Тот вновь недоуменно посмотрел на рану, которая давно и бесследно должна была зажить, но вопреки всем канонам врачебной науки упрямо не хотела этого делать, перевел взгляд на лицо великого князя, чтобы обнадежить его, но вдруг побледнел, вперившись в зрачки Василия Иоанновича, и ответил странно:
— Государь, я не бог и не умею воскрешать мертвых.
Михайла Глинский хотел было цыкнуть на тупицу, не умеющего разговаривать со знатными больными, но Василий не дал сделать и этого, повелев принести сына. Глядя на крошечного ребенка, которому шел только четвертый годик, он с тоской прошептал:
— Меня караешь, но он-то пред тобой чист. — И тут увидел силуэт того, кого сейчас боялся сильнее всего на свете, как на том, так и на этом.
Боялся, потому что чувствовал, что судить его будет именно этот черноглазый улыбчивый юноша, почти мальчик, и никто не вмешается, никто не попытается Василия защитить — ни среди темных сил, ни среди святых. И он, с ужасом глядя на пришедшего за ним, а затем с тоской на крохотного трехлетнего сына, почти закричал:
— Пусть хоть на тебе будет милость божья. На тебе и на детях твоих… — после чего поторопил брата Юрия, чтоб скорее несли все для пострижения.
Почему-то ему казалось, что если его положат в гроб в черных монашеских одеждах, то надежды на спасение станет больше. Пускай ненамного, пускай на самую малость — ему хватит и этого. Может быть, тогда получат право вмешаться иные силы, ведь речь-то пойдет не просто о человеке — о монахе.
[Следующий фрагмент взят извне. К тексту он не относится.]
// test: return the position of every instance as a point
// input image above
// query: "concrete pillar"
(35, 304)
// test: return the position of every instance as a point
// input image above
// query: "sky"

Однако собравшиеся вокруг одра бояре возражали, говоря, что негоже великому государю принимать схиму, пускай и перед смертью, что Владимир равноапостольный так и умер мирянином, и Дмитрий Донской также заслужил царство небесное, а Василий смотрел на спорщиков и видел, как за их спинами торжествующе скалится черноволосый юноша, не отрывая глаз от умирающего.
И тщетно Василий пытался что-то произнести в оправдание. Язык уже не слушался своего хозяина. Удалось лишь жалобно промычать, после чего митрополит властно взял все дело в свои руки и великий князь радостно увидел, что юноша-мертвец недовольно поморщился, но тут же лукаво подмигнул, страшно блеснув черным, как вечная ночь, глазом, крутанул кистью руки, и в тот же миг вновь поднялся переполох — оказалось, что позабыли мантию для нового инока.
— Да где ж она, ведь брал вроде бы, — суетливо разводил руками игумен Троицкой обители Иоасаф.
Василий мог бы подсказать — где, потому что он единственный изо всех, кто находился в ложнице, видел ее, будто в тумане. «Да вон же, вон там, слепцы», — хотел он прикрикнуть, ткнуть пальцем, но вместо этого раздался лишь жалкий хрип, и в тот же миг, истратив на него последний остаток сил, великий князь умер.
Тщетно Троицкий келарь Серапион впопыхах стягивал с себя свою — Василий Иоаннович успел скончаться «в белых одеждах», как бы сильно он ни мечтал об обратном.
Проклятье продолжало действовать…
— Молод ты еще, Иоанн Васильевич, чтоб мне перечить, — нарочито низко склонился перед тринадцатилетним мальчишкой в глумливом поклоне князь Андрей Михайлович Шуйский.
На губах у боярина, возглавлявшего великокняжескую Думу, играла ироничная усмешка. Он торжествующе оглядел присутствующих, которые затихли, прислушиваясь к разговору долговязого тринадцатилетнего подростка, обряженного, как детская кукла, в дорогую одежду, со всесильным временщиком.
— Подрасти поначалу, а уж потом и мне указывать примешься. Тока допрежь того попомни сперва, сколь наш род для тебя добра содеял, — размеренно, словно вбивая гвозди в дощатые половицы, вколачивал он свои слова в юнца, который вновь осмелился ему перечить.
— Добра?! — возмущенно вспыхнул Иоанн, но Андрей Михайлович даже не счел нужным дать ему договорить.
— Добра! — утвердительно и жестко произнес он, словно ставя точку. — Неужто забыл, как тебя мой двухродный братан[23] князь Василий Васильевич от подлых изменщиков спасал?! Да ведь не раз. Плоха, стало быть, у тебя память.